As the spring legislative session came to a close, the State Assembly took up the 2013–15 State Budget Bill.
The budget bill is one of the most important bills the legislature considers in any given session. As a Certified Public Accountant and sophomore legislator for our area, I take the budget process very seriously. I understand the impact it will have on our district’s businesses and families.
There are some provisions in this biennium’s budget that are very positive. To start, I believe the action taken by the Joint Finance Committee to adopt the income tax cut plan of Rep. Dale Kooyenga (R–Brookfield) plan was a step in the right direction.
Wisconsin has notoriously been categorized as one of the top ten highest taxed states in the nation. This income tax cut will likely take Wisconsin out of the top 10 highest taxed states and allow our working citizens to keep more of what they earn.
I also worked with my colleagues to ensure there were provisions in the budget to improve Southwest Wisconsin. These include preserving Gov. Scott Walker’s Sauk County freight rail funding and providing an alternative to the City of Dodgeville/Lands’ End property assessment dispute.
It was also encouraging to see JFC increase funding for K–12 public schools. Both as a graduate of Wisconsin public schools and as a father who sent his children to Wisconsin public schools, I know how important our education system is to our state.
If the items I mentioned above were individual bills, I would vote for them. However, as a state representative I only get one vote on the entire 1,000 page document — not on each individual provision.
My ultimate decision process on the budget vote was lengthy and difficult. Although there were numerous provisions in the budget that I supported, I ultimately voted against the budget bill.
One of the most glaring problems with this budget is that it will result in an estimated $545 million structural deficit. As a CPA, this troubles me. It is especially troubling considering the fact our 2013 fiscal year started with a $500 million surplus due to the successful budget reforms from last legislative session. When I ran for office, I pledged to reform the way budgeting is done in Madison; therefore, I cannot support a budget that is not balanced.
In addition, I do not support the increase in borrowing that the budget authorized. At the end of the biennium, our state will owe an extra $500 million. As stewards of the taxpayers’ dollars, I believe state government needs to tighten its belt rather than put unnecessary spending on the state’s credit card.

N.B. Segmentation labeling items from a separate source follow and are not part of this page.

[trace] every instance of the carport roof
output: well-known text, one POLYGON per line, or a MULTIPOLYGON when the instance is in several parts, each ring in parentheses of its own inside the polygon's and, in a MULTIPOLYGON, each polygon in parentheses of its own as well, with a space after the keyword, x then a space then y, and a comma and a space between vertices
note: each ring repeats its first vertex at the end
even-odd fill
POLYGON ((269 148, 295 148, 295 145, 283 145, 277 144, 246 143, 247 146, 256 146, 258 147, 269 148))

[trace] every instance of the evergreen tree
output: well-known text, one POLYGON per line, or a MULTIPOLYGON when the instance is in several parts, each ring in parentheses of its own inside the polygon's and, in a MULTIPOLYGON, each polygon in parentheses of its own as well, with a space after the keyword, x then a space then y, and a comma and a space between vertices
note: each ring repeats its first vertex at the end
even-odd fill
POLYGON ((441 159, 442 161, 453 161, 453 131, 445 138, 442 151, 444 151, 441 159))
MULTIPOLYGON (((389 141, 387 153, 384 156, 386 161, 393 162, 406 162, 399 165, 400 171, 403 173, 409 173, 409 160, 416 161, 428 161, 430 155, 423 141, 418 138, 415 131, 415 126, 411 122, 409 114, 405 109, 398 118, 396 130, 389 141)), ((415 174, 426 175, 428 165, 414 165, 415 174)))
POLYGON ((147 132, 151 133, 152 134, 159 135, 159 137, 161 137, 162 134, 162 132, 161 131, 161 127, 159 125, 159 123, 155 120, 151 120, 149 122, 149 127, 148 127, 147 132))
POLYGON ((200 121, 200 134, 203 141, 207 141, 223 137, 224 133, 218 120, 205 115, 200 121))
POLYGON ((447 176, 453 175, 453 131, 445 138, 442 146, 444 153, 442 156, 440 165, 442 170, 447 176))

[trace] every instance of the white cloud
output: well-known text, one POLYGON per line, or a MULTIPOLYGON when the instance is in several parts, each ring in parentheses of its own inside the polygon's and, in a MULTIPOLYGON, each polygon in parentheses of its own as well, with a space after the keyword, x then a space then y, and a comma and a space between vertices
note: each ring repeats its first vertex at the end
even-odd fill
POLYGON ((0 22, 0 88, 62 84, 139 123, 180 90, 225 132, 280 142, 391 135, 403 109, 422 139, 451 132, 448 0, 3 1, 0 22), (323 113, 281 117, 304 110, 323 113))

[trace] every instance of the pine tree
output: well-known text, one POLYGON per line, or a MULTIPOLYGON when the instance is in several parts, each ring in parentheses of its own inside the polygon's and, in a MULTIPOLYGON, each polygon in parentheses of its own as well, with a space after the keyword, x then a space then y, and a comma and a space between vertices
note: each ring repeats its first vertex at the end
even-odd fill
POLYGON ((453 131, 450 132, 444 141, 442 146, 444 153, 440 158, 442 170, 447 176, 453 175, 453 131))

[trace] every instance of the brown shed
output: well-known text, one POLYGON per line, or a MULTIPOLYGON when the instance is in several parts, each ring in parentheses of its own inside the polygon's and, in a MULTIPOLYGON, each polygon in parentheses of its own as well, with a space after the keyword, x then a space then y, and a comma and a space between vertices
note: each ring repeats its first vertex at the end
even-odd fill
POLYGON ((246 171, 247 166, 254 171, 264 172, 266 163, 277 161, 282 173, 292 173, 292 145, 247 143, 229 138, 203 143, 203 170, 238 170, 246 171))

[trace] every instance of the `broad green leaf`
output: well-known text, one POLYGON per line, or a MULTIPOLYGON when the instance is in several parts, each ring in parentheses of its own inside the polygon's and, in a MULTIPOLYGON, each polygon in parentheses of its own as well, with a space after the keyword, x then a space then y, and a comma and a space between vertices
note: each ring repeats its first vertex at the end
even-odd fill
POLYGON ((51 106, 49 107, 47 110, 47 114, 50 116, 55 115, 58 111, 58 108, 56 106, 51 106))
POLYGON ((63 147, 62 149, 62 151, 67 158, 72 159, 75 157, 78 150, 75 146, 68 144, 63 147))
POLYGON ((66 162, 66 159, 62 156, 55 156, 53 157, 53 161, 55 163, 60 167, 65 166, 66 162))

I am also concerned with property tax increases that may result from the passage of the budget. While the income tax cut was positive for Wisconsin families, an increase in already high property taxes will be harmful and might negate the positive impact of the income tax cut.
As you can imagine, the budget vote was a difficult decision, but I didn’t come to Madison to make easy decisions. I believe voting no was the best vote for the residents of my district. As always, I welcome any feedback or comments you may have.